Many PHM suppliers rely on phone coaching, but both the frequency and duration of interactions can vary, as will the costs, as is the case for visit-based interactions. Phone coaches have to rely on participant self-measurement and reporting when tracking cooperation, behavior change, and biometric improvements, of course, unless participants have remote monitoring devices that automatically upload measures to practitioners, or medications adherence devices that monitor when and how often participants take them. And such devices are expensive in themselves, and normally only used in high-risk chronic disease(s) management.
Pretty close to the low-end website-based interventions are the wide range (ten at last count) of interventions offered by HealthMedia, Inc. (Ann Arbor, Michigan). It offers each of the ten at separate costs per population, but the costs tend to be quite low, particularly for large employers with thousands of employees. It also offers “book of business” data on as many as half a million employees who have participated in one or more of these interventions, so payers can get an idea of what results have been achieved in the past over a very large population. It collects only productivity data, combining absenteeism and presenteeism, but individual employers can supply or analyze their direct costs as well to complete savings calculations.
Its intervention relies on online or paper health risk assessments, which include risk/reward psychographics and productivity impairment questions. The answers to its 30-50-question assessments enable virtually total individualization of both the HRA analysis and feedback to HRA participants, and ongoing communications to each one that chooses to enroll in one of their intervention programs. And since even a question with only two possible answers, when there are 50 questions in the assessment, yield a possible 250 = 1 quintillion (fifteen zeros) possible combinations, so it is unlikely that many if any individual participants get the same communications.
The PHM market, generally, is moving away from the one-size fits all approach, toward customization in both content and cost of interventions. Graduating prospective participants into low, medium, and high risk/reward categories is common, with accompanying graduation in the intensity and costs of interventions tailored to each. Formerly high-end suppliers have merged with or acquired lower-cost suppliers, or developed their own lower-cost options, in order to compete effectively with the vast number of rival choices available. Lower-cost suppliers may create or buy capabilities that have better results, but require more intensive and costly interventions to achieve, to accompany their basic methods.

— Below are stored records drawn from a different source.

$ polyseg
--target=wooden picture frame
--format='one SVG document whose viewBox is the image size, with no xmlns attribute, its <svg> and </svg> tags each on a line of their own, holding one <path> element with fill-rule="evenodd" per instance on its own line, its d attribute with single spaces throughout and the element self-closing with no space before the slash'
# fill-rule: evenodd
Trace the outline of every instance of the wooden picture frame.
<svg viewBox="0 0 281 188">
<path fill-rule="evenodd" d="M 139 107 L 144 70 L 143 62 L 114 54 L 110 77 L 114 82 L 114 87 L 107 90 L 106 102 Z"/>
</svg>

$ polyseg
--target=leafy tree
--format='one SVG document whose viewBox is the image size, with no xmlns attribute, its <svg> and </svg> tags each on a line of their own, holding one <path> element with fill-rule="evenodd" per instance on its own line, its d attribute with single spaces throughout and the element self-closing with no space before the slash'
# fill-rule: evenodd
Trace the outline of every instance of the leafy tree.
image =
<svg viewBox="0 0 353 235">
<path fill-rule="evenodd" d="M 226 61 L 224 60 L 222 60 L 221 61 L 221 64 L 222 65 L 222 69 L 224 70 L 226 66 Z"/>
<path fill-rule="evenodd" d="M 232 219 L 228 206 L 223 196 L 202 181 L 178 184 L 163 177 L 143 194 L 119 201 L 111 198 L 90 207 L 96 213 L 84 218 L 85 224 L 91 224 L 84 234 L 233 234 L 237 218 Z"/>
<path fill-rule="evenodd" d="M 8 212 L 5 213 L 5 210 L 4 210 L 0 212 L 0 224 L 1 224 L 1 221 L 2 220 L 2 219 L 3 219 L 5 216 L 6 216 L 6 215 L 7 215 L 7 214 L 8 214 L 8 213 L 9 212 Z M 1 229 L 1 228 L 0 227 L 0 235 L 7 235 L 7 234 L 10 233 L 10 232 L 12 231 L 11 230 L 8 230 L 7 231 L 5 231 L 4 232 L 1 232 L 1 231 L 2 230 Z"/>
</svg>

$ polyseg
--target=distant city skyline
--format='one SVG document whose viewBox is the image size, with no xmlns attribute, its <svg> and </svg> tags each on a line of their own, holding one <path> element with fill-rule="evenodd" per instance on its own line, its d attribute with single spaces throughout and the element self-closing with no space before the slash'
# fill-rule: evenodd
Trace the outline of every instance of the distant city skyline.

There is no way of saying what is the best choice for any payer newly entering the PHM market, since the problems and potential for each will likely be unique, as well the economic impact of particular solutions with their populations. The plethora of choices available is reflected in a generally dispersed market, where no one supplier is dominant, particularly since many employers and insurers are in the DIY category. In a recent study of employer-sponsored EHM efforts, for example, out of 96 employers who were investing in such efforts, no one supplier had been selected by more than three of the employers, counting those who were operating their own programs. [Wellness: Saving Lives and Money” 2007 Willis Survey (Willis America Employee Benefits North America)]
But the wide range of choices relative to how PHM services are delivered probably adds the most to the enormous variation in PHM choices, when all seven elements are combined.